Netconf 2018 Day 1

[Posted June 11, 2018 by ris]
The two day Linux kernel networking development plenary session,
called Netconf was held in Boston, Massachusetts, on May 31st and June
1st 2018. Covered here is day one of the sessions, attended by 15
developers. A subsequent article will cover day two of the event.

====================
DPDK (Stephen Hemminger)

Stephen Hemminger spoke about DPDK as a project for the kernel
networking community to learn from.

DPDK has been passed around under the umbrella of several entities
including Intel and the Linux Foundation.  The community is very
active with many contributors, although most are hardware vendors.

Most consumers of the technology fork a copy internally and then stick
with that for a long time.  Distros, on the other hand, tend to roll
with the upstream releases.

The main users of DPDK are FD.io and OVS.  FD.io uses Cisco's VPP
infrastructure and has demonstrated 1 terbit/sec performance.  It uses
batching extensively and has a very good performance regression
testbed.

The first good point about DPDK is obviously performance.  Next, it
allows people to spin a product on an ancient kernel.  Also, the BSD
license enables proprietary products and makes it easier to innovate.

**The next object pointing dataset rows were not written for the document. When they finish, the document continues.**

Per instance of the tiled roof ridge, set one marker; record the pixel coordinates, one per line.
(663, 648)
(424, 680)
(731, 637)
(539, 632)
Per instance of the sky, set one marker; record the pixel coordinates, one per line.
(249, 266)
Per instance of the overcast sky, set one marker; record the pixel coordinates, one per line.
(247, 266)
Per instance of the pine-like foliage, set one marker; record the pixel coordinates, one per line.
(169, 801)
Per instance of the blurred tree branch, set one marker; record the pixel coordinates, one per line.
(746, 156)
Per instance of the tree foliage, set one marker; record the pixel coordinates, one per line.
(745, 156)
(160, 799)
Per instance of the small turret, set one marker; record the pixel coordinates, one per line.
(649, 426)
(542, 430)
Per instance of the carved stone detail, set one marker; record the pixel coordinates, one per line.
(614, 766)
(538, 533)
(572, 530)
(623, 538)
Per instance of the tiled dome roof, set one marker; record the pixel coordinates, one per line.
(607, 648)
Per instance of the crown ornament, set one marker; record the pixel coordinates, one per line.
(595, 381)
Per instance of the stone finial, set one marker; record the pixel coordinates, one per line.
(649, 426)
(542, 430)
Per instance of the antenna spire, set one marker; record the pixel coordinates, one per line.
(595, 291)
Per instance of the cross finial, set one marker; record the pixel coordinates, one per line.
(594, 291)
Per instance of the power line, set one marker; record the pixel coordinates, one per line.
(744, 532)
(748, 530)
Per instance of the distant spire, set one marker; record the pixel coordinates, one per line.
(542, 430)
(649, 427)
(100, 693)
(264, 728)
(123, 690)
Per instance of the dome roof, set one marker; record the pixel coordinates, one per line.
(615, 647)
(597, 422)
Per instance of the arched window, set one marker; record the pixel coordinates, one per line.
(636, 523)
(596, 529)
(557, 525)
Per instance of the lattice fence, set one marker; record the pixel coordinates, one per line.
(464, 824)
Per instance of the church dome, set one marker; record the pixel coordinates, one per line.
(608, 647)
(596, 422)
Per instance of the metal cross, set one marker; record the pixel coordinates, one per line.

On the other hand DPDK's ABI lacks stability, and this is often why
consumers fork internally.  There's also a lot of HW catchall, where
everyone wants to enable their own features.  DPDK also has a very
weak config model, which is complicated and uses very long command
lines.  Power management and security are also quite a challenge with
DPDK.

A set of basic high level recommendations were given.  The first is
something well established already, do a lot of batching when
possible.  Next, we can learn from the ideas of doing pipeline
decomposition, using lockless rings for managing packets, and pinning
resources to the owner and avoiding sharing.

====================
BPF, Cilium, and bpfilter (Daniel Borkmann)

BPF patches used to get merged directly into the networking GIT trees.
But now Alexei Starovoitov and Daniel manage separate GIT trees ('bpf'
and 'bpf-next') for these changes which eventually get pulled into net
and net-next.  There is also a 'bpf' delegate in the networking
patchwork instance.  Meanwhile, BPF submissions have been increasing
dramatically.

Kernel 4.18 should be a new record for for BPF with 248 patches
(excluding XDP driver changes) and 35 unique contributors so far.  The
'bpf' delegate has been assigned 2065 patches (averaging to 17 per
work day), 794 of which ended up in state 'accepted' (averaging to 7
per work day).  There have been 18 pull-requests for 'bpf-next' and 26
pull-requests for 'bpf'.

The main bottleneck in BPF development is reviewing.  To address this
the BPF developers are experimenting with a rotating on-call
assignment of reviewers for spreading the load.  The goal is to get
all BPF patches reviewed promptly.  The final vetting and application
of the changes into the GIT tree(s) is still done by Alexei and
Daniel.  Not only does this make the review process more scalable, it
also makes the rotating reviewers more familiar with various areas of
the BPF code.

Testing wise, test_verifier and test_kmod.sh alone run a total of 2018
test programs.  Outside of RCU torture, BPF is the biggest subsystem
under kselftests.  The BPF developers are also very happy with the
state of syzkaller and how it improves the testing of BPF.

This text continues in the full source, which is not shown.